I don’t think it is a generational thing. I think there is a tremendous feeling of lack of control, agency, and helplessness. And the sad realization — this is one of the things that came out of financial crisis — is that it is much harder to start a new bank now. So young people are actually quite idealistic and I think people would have started new banks where they behaved very, very differently. But what happened is that it is really, really tough to open a new bank now. But I am still hopeful: I think that this anger and frustration just needs to be channeled in a better way.

I am not a religious person but the story from the Bible is that God made the people of Israel walk around the desert for 40 years until the old generation that worshipped the golden calf passed away. I do think that we need a new generation of bankers. I think you cannot take the old generation of bankers and rehabilitate them.

Recent history is not showing us that this is something we should hope for. But there is a real question of, How do we create a new generation of bankers that are going to think of themselves as the caretakers of society, rather than the rapists?

Click the play button below to listen to Chris’ interview with Dan Ariely (42m:54s):

TRANSCRIPT

Chris Martenson: Welcome to this Peak Prosperity podcast. I am your host, Chris Martenson. Traditionally economics assumes much. It assumes that resources from the natural world are a function of demand and capital. Perhaps most bizarrely, considering the evidence, it assumes that people are rational and make rational decisions based on cold logic and calculated self-interest. But are they really? And if not, what does it mean that the major core assumptions of the models that drive monetary and economic policy are irretrievably flawed? And beyond economics, speaking very widely here, what motivates people and even entire cultures to accept one set of beliefs while rejecting others even when cold hard facts would strongly encourage the adoption of new beliefs and associated behaviors?

Fortunately there is an entire new branch of inquiry that has been opened up that assumes nothing about how people make choices and decisions, and uses scientific inquiry and the resulting data to develop a view on what actually drives human behavior. And today, to help us explore these ideas, we have back on the program one of the leading researchers of behavioral economics. Dan Ariely is a professor of psychology and behavioral economics at Duke University, my alma mater, and is the founder of the Center for Advanced Hindsight. Dr. Ariely’s talks on TED have been watched nearly five million times. He is the author of Predictably Irrational, which I have recommended heartily before, and The Upside of Irrationality, both best sellers.

Dan publishes widely in leading scholarly journals in economics, psychology, and business. His work has been featured pretty much everywhere: New York Times, Wall Street Journal, Washington Post, Boston Globe, Scientific American, you name it. Dan, I am really excited to have you back on the program today.

Dan Ariely: I will try to keep you excited throughout and not just in the beginning.

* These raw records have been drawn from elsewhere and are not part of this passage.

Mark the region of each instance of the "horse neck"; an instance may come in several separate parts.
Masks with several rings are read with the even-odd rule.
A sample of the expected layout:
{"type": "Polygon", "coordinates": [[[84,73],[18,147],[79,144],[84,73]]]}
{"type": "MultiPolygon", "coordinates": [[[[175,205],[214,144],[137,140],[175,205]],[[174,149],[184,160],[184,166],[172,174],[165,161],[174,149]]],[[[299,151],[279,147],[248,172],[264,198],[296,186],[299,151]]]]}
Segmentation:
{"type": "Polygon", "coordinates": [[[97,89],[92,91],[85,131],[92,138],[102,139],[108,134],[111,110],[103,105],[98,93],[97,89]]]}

Chris Martenson: Excellent. Well, as a starting point for this conversation I would like to talk about bubbles, specifically the idea that once upon a time a financial bubble happened, at most, maybe once a generation because the painful memories literally had to die away before the mistakes could be repeated. But in the US we went from a stock bubble in the ’90s, a housing bubble in the 2000s, and today I think we might have something of a faith bubble, if I can call it that, in the ability of the Fed to get things right this time even though there is nothing in the historical data to support that view, quite the opposite in fact. So what is it in the human psyche that allows selective amnesia to arise?

Dan Ariely: So a couple of things are actually interesting. So first of all the creation of bubbles turns out to be one of the easiest things to do in a lab setting. So you put people in the lab and you kind of create an experiment in which they all trade some fictitious product and the most common behavior that you observe are bubbles. Because if you think about it the natural inclination is to see what other people are doing and to try and follow other people. In psychology this is what is called “social proof.” It is about our herding instinct. It is about the fact that you see lots of people waiting in the line to a restaurant and you think to yourself this must be a great restaurant; let me stand in line as well.

Chris Martenson: Yes.

Dan Ariely: So it is almost instinctual that we look at the behavior of others and infer something about the value of the different options. And then of course it keeps on and on and on until there is not enough power to sustain it and then there is drop. And then you see the opposite result, which is people get very depressed and frightened when things go down and they sell at the worst possible time. So bubbles, sadly, are just a part of human nature. And it is all about the ability to see what other people are doing, right? The moment we can see what other people are doing we succumb to bubbles. And in this world today visibility is just much better. If you think about the internet, you think about amount of information out there, if you think about the news—so the temptation for bubbles is just much, much higher. So that is on one side.

On the other side the question is: What causes this amnesia? And I don’t think—of course lack of memory is part of it, but I think the other part of it is that when we live in a particular reality, we come up with stories that explain this reality. And these stories for our own sanity are not stories about randomness and they are not stories about bubbles. They are stories about this time it is real value. When somebody comes to our face and tells us something, we have a very hard time disbelieving it. Our initial instinct is to believe in what they are saying. And we are experiencing the reality that we are experiencing. And we have a sense that this time everything is going to be different. We have a feeling that this time whatever we are experiencing is much more real.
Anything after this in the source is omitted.